In 1942, John Comba boarded a train bound for eastern Long Island, embarking on a new chapter in his life, leaving behind his parents and eight siblings in his hometown of Carteret, New Jersey, to take a position as an industrial arts teacher and baseball coach at Westhampton Beach High School.
Just how far flung of a location he had chosen as the new home for himself and his wife, Ella, didn’t really occur to him until a passenger on the train, who asked where he was headed, expressed surprise, remarking that eastern Long Island was, at that time, still considered a kind of wilderness.
Mr. Comba was the only member of his large family who ever left Carteret. His parents, Charles and Julia Comba, emigrated to the United States through Ellis Island from their native Hungary in 1910, with their oldest child, a son. The family would eventually have eight more children (and only one daughter), with Mr. Comba arriving as the sixth child. After leaving Carteret, he never looked back, living as full and vibrant a life as one could hope for, with deep involvement and connection to the community, over the course of nearly 80 years residing in Westhampton Beach.
Mr. Comba died on March 3 at the age of 104, just 15 days before what would have been his 105th birthday.
He is remembered for the myriad ways he dedicated himself to the local community — as a teacher and baseball coach, and later the principal of Westhampton Beach Middle School; as a longtime member of Westhampton Beach Presbyterian Church, where he served as a trustee and elder; and as a 76-year member of the Westhampton Beach Fire Department. Four years ago, he was honored with a plaque from New York State, recognized as the oldest living firefighter in the state.
Mr. Comba was also well known for his skills as a woodworker, and the many hours he devoted to using that skill to present his family and friends with gifts that were the fruits of that labor. In the 1950s, he purchased a small cottage on Main Street in Westhampton Beach Village, a stone’s throw from the Presbyterian Church, and eventually renovated and expanded it — hand-digging the basement, where he created his woodworking shop — and making it the family home where he and Ella raised their two daughters, Melanie Bass, who now lives in Florida, and Doren Van Saun, who resides in Connecticut.
Not long after the Hurricane of 1938, Mr.
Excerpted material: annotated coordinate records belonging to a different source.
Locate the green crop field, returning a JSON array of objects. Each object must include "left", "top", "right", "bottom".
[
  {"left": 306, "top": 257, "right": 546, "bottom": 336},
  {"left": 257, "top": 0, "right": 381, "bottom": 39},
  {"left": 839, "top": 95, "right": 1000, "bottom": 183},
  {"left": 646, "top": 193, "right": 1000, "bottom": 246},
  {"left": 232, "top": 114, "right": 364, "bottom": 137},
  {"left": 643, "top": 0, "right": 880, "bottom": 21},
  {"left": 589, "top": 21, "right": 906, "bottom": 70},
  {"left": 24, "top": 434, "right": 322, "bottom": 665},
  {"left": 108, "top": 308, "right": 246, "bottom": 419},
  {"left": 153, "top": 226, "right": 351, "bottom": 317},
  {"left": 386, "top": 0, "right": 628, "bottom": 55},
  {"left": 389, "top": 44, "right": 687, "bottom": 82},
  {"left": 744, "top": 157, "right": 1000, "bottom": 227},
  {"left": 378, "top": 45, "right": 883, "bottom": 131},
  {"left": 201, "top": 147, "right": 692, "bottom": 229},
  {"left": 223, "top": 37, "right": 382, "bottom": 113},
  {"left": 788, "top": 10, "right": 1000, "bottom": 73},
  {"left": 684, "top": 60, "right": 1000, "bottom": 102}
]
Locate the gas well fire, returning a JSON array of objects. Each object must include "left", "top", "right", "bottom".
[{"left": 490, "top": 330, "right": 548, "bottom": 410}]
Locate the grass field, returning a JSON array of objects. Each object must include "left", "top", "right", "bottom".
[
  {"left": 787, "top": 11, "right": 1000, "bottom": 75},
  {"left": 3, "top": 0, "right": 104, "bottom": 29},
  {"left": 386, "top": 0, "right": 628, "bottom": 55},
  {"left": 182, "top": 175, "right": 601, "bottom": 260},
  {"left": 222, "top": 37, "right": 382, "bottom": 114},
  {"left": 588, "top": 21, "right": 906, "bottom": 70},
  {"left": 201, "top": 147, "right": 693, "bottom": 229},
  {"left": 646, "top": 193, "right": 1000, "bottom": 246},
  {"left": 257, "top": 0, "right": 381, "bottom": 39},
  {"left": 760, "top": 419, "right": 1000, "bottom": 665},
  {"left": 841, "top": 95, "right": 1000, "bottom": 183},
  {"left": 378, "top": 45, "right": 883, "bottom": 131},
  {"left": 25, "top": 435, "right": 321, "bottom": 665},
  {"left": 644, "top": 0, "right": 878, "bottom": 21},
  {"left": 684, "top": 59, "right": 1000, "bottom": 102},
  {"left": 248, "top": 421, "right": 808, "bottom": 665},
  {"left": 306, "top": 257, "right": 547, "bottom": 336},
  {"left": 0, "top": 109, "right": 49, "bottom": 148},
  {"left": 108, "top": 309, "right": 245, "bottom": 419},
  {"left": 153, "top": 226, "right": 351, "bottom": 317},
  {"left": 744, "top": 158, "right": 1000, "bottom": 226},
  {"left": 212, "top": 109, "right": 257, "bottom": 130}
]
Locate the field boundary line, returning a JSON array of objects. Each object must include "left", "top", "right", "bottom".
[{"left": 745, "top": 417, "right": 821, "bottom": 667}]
Comba purchased a piece of property on Pond Point, off Dune Road, for just $1,500, and built two summer cottages there, eventually bequeathing them to his daughters.
When he wasn’t building homes, Mr. Comba could be found in his workshop, constructing all kinds of furniture.
“He was very prolific in his woodworking,” Ms. Van Saun said. “He was an amazing craftsman, and the vast majority of furniture that I have in my house he built. He did lots of built-in cabinets and closets, tables, chairs, you name it.”
Mr. Comba was particularly well-known for the clocks he built; wall clocks and also grandmother and grandfather clocks, which he gifted to his children and grandchildren. He also gifted one to Eloise Carter, the daughter of his longtime friend, Jim Bachman. Mr. Comba’s friendship with Mr. Bachman spanned decades, starting when they both worked as administrators in the Westhampton Beach School District, but their bond was particularly important in the latter stages of their life, when they had both lost their wives and were deep into retirement. Ms. Carter frequently drove them to fire department meetings, which they both attended up until their deaths; Mr. Bachman died in 2019 at the age of 97. They attended the same church, and enjoyed trips to Florida together with their wives, who were also friends, in the earlier stages of retirement.
“The two of them depended on each other,” Ms. Carter said, adding that Mr. Comba took the death of her father particularly hard. “They kept each other going. When I’d take my dad somewhere, he’d always ask, ‘Is John going?’ and if I asked John if he wanted to go somewhere, his first question would be, ‘Is your dad going?’ It was wonderful and it gave them each something to live for.”
The fact that Mr .Comba continued to attend monthly meetings at the firehouse made him an icon in the department. Westhampton Beach Fire Chief Mauro DiBenedetto said that while he did not know Mr. Comba particularly well, his status within the department was legendary.
“I loved seeing him, and Mr. Bachman,” he said. “It was great having him there. The department really lost a piece of our history with him.”
Mr. Comba’s reputation as an educator and principal was equally stellar.
“One thing someone commented about him was that he was strict but always fair, and he cared the most about the fact that children were learning,” Ms. Van Saun said, remarking that her father had been the principal in the junior high during one year when she was a student there. She described him as “no nonsense” when it came to discipline as an educator, but said he was also very well-respected. Mr. Comba also shared his lifelong love of sports in his capacity as an educator, coaching the baseball team at Westhampton Beach for a period of time. He was a star athlete during his own teenage and collegiate years, starring in baseball, basketball and football at both Carteret High School and later at Albright College in Pennsylvania, where he received a full scholarship. He was later inducted into the Carteret Hall of Fame for his athletic achievements.
It was a long and well-lived life for Mr. Comba, spent dedicated to a number of worthwhile pursuits, that shared a common theme.
“He was extremely generous,” Ms. Bass said. “He was always conscious of taking care of us, and putting his family first.”